Dentistry experts have warned of a “troubling” increase in children being made to wait in pain for six months or more for surgery to treat serious dental problems, up 50 per cent in the past two years.

Figures obtained by Labour show the pressures on NHS waiting lists are being made even worse by an avoidable crisis of tooth decay from sugar consumption and a failure to promote good oral hygiene.

Children in poorer areas are much harder hit the British Dental Association (BDA) said, adding that the ballooning waiting lists are another example of the “government failure to tackle wholly preventable disease”.

The statistics show numbers of under-18s waiting for dental surgery which requires general anaesthetic rose 15 per cent in two years, with a total of 13,548 on the list in 2017 – 1,742 more than in 2015.

But pressures across the NHS mean many more young people forced to wait months for treatment. There were 984 children who waited over six months in 2015, by 2017 that had risen to 1,498.

Patients at Royal United Hospitals Bath NHS Foundation Trust, the hospital with the longest waits in the country, children waited 253 days for treatment after a referral from their dentist.

“These figures paint a concerning picture,” said Professor Michael Escudier, dean of the Royal College of Surgeons’ dental faculty.

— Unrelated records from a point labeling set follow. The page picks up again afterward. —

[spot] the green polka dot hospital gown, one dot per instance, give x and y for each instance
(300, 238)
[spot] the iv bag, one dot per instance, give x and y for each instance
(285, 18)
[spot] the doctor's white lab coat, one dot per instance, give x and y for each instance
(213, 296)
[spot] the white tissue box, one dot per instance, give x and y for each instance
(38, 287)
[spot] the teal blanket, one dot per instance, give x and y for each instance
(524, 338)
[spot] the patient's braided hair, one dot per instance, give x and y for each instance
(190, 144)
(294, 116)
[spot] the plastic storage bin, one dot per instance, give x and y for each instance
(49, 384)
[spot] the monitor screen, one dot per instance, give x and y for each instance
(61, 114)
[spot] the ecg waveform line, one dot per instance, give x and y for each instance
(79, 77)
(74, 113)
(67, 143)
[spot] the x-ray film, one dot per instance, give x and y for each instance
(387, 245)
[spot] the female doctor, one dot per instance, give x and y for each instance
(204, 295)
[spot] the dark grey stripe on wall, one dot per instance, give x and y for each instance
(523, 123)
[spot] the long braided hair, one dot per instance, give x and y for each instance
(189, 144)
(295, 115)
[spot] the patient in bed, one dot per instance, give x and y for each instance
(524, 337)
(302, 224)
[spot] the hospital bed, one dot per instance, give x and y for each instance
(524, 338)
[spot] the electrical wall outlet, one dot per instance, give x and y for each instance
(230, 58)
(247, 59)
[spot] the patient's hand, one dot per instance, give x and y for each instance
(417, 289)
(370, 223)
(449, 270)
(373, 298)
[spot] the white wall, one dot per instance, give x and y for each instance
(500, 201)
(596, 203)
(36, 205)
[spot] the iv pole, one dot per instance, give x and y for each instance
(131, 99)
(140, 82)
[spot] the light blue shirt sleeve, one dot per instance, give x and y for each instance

“The thought of children waiting in pain for weeks or months before they receive treatment for a serious dental problem is troubling for all of us, and highlights the need to ensure all children have timely access to dental services when they need them.”

Dental operations to remove decaying teeth are one of the most common surgical procedures and 90 per cent are preventable.

“As well as taking action to relieve the pressure on the NHS, one of the most important things we can do to bring these numbers down is stop children getting tooth decay in the first place,” Prof Escudier added.

“It is completely unacceptable that vulnerable children are increasingly waiting for months in agony to have their teeth fixed,” said shadow health secretary Jonathan Ashworth.

Labour has also had “horrific” reports of people who couldn’t afford dental treatment resorting to DIY tooth extraction kits.

“In the fifth richest nation in the world this is a damning indictment of Tory neglect of our health service,” he added.

While the government has launched a sugar tax on soft drinks, which came into force in April, it was criticised for failing to impose such a levy on sugary foods and for exempting equally sugary milkshake drinks.

Unlike Wales and Scotland England doesn’t have a dedicated programme to promote oral health children in schools and nursery, something Labour has pledged to introduce.

Public Health England data shows a five-year old in Pendle, Lancashire has on average 2.3 teeth decayed, missing or filled.

In health and social care secretary Jeremy Hunt’s constituency of Waverley in leafy Surrey, the equivalent figure is 0.1.

“The growing number of young children on waiting lists for tooth extractions is symptomatic of government failure to tackle a wholly preventable disease,” BDA chair Mick Armstrong said.

“The vast oral health inequalities we are seeing between rich and poor are not inevitable.”